Selecting one of the other children as first traversal for raycast makes the worst case worse.
What is the worst case? When the ray doesn't touch anything? Then this is correct, in this case the extra CPU time spent on ordering the nodes is wasted. However, sorting the 2 candidate nodes is very cheap (2 dot products) and in practice the overhead is difficult to notice (as you know it's nothing compared to memory access).
I doubt you need this 'optimization'.
You only say that because it makes your life easier, but you would include it in Bullet immediately if it was easy
The optimization is not "vital", but it -definitely- helps.
There is a fundamental problem with the "2 passes" approach we talked about a while back. You said that Opcode would be cleaner if things were separated in distinct phases:
1) traverse the tree, gather touched triangles
2) perform the actual test against reported triangles
This is certainly cleaner, but for raycasts it makes a few optimizations difficult to implement. For example if you traverse closest nodes first and shrink the ray according to current best distance, you stop the traversal earlier (culling a lot of nodes that would otherwise have been visited).
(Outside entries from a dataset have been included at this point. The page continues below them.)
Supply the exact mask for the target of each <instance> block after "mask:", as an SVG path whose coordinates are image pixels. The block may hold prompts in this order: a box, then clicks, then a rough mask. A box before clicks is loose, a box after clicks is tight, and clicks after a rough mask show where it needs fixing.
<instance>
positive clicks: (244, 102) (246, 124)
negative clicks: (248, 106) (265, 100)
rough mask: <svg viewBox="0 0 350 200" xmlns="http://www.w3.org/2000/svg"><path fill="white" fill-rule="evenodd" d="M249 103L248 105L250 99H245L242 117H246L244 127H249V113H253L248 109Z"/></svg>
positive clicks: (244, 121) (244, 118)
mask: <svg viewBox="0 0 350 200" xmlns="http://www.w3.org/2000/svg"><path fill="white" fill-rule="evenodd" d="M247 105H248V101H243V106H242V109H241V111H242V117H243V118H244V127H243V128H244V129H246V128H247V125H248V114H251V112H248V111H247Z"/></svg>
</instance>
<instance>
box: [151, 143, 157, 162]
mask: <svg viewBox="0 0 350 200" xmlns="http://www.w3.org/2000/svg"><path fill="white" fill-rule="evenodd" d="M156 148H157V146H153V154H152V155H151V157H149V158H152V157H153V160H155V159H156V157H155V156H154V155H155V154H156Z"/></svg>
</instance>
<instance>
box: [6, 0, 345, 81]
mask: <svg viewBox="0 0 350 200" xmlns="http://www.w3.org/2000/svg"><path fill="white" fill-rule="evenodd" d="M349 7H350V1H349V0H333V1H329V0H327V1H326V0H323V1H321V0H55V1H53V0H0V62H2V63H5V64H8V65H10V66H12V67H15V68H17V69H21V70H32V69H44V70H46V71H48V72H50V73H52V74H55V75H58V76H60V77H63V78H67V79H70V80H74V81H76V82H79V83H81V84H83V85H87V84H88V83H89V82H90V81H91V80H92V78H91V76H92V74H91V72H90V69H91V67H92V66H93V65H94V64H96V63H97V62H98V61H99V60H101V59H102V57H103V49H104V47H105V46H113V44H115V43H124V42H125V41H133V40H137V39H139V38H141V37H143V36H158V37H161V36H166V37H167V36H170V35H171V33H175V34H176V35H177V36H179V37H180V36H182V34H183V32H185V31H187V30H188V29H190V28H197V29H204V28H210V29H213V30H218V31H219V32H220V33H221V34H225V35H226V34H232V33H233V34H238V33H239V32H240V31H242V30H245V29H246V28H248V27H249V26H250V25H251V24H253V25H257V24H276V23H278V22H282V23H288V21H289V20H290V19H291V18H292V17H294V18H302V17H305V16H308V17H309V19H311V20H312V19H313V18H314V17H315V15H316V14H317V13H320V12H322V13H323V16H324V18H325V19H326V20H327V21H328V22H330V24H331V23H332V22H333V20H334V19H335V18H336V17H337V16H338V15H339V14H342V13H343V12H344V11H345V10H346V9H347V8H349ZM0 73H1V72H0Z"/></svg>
Let's take a pathological case: imagine your mesh is just a vertial pile of triangles, and your ray is vertical as well, touching all of them. If you do 1), then you end up reporting all the nodes of the tree (touching the full tree memory) before performing a single raycast in 2). However, if you do both at the same time, and implement the optimizations I mentioned, then it's likely that you will only fetch a single node (or the few first nodes), and then early exit because the shrunk ray doesn't touch the remaining nodes.
I found that this optimization does help in real cases - at least in a SW version.
Better would be to randomize the children, so you get a good average case.
I doubt this is really useful.
Also, doing a stackless skip-list traversal allows you to perform calculations on the sub-trees in parallel
Maybe, but I think this is off-topic
Is this optimization really worth the hassle?
With usual trees it certainly is, especially since it's very easy to implement. With stackless trees, no, it is not.
How many bytes are you using for your stackless Node?
I'm not the one who rewrote them, but I think it's 20 bytes.